レノンは1960年代中盤から前衛音楽に興味を抱き、自作のアルバムを制作する構想を持っていた。レノンは1966年に米国で前衛芸術家として活動していたオノとロンドンで出会い、翌年にはオノの個展に出資したり、オノをビートルズのレコーディング・セッションに招待したりするようになった。レノンがインドへマハリシ・マヘシ・ヨギの修行を受けに行っていた1968年2~4月には、二人は文通で密に連絡を取り合っていた。 こうして次第にオノへの思慕を深めていったレノンは、1968年5月19日夜、妻シンシアの旅行中にオノを自宅に招待し、翌日明け方にかけて、前衛音楽のアルバム制作に着手した。『トゥー・ヴァージンズ』はこのときに二人が完成させた最初のアルバムであり、その内容はレノンとオノが即興で出した音ばかりを集めた計12曲で成り立っている。なおレノンは、本作録音中にオノと初めて肉体的に結ばれたことを公言し、宣伝に利用していた。以後、オノはレノンと同棲生活を始め、常に行動を共にするようになった。
このアルバムで最も有名なのはその内容ではなく、制作中の出来事に関連して、レノンとオノが一糸纏わぬ姿で写ったジャケット写真である。これは当時2人が同棲生活を送っていた、リンゴ・スターが所有していたアパートで撮影された。陰茎を露出したレノンと、乳房と陰毛を露出したオノが写ったこのジャケットはイギリスやアメリカ合衆国だけでなく、全世界で大きな物議を醸した。彼が所属していたビートルズは1968年にアップル・レコードを設立し、以降数年間メンバーはこのレーベルからレコードを発売し続ける。
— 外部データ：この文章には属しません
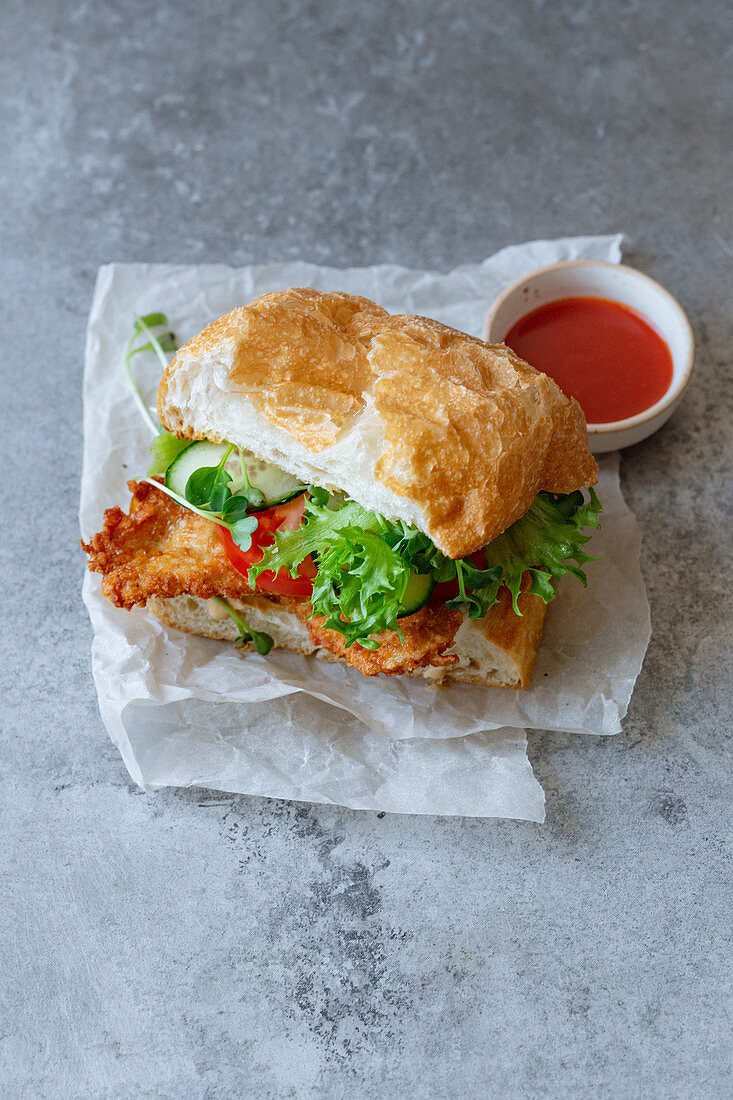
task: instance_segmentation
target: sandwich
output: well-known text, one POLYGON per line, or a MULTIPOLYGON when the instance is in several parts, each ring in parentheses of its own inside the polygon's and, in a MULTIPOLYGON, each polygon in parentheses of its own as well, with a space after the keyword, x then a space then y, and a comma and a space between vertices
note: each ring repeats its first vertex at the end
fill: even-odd
POLYGON ((524 688, 558 581, 586 583, 582 411, 504 345, 353 295, 266 294, 176 351, 157 414, 128 512, 81 546, 107 598, 177 630, 524 688))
しかし、アップル・レコードのディストリビュート先であった英国のEMIや米国のキャピトル・レコードは、ジャケット写真に大きな抵抗感を示してこのアルバム発売を拒否した。そのため、英米では別のレコード会社(テトラグラマトン)の傘下でリリースされている。日本では、ビートルズの作品を販売していた東芝音楽工業をはじめとするあらゆるレコード会社が、猥褻図書販売の容疑で警察の手入れを受けてしまうことを恐れたため、結局アルバムが発売されることはなかった。
1997年にライコ・レコードから初めてCD化され、日本でもビデオアーツから発売された(ただし日本盤では、ジャケット写真は顔しか表出されていない)。このリイシューの際に、12曲に分かれていたセクションは「サイド・ワン」と「サイド・トゥー」と名づけられた2つのトラックに統合された。さらに、ボーナス・トラックとしてオノの自作曲「リメンバー・ラヴ」が追加収録されている。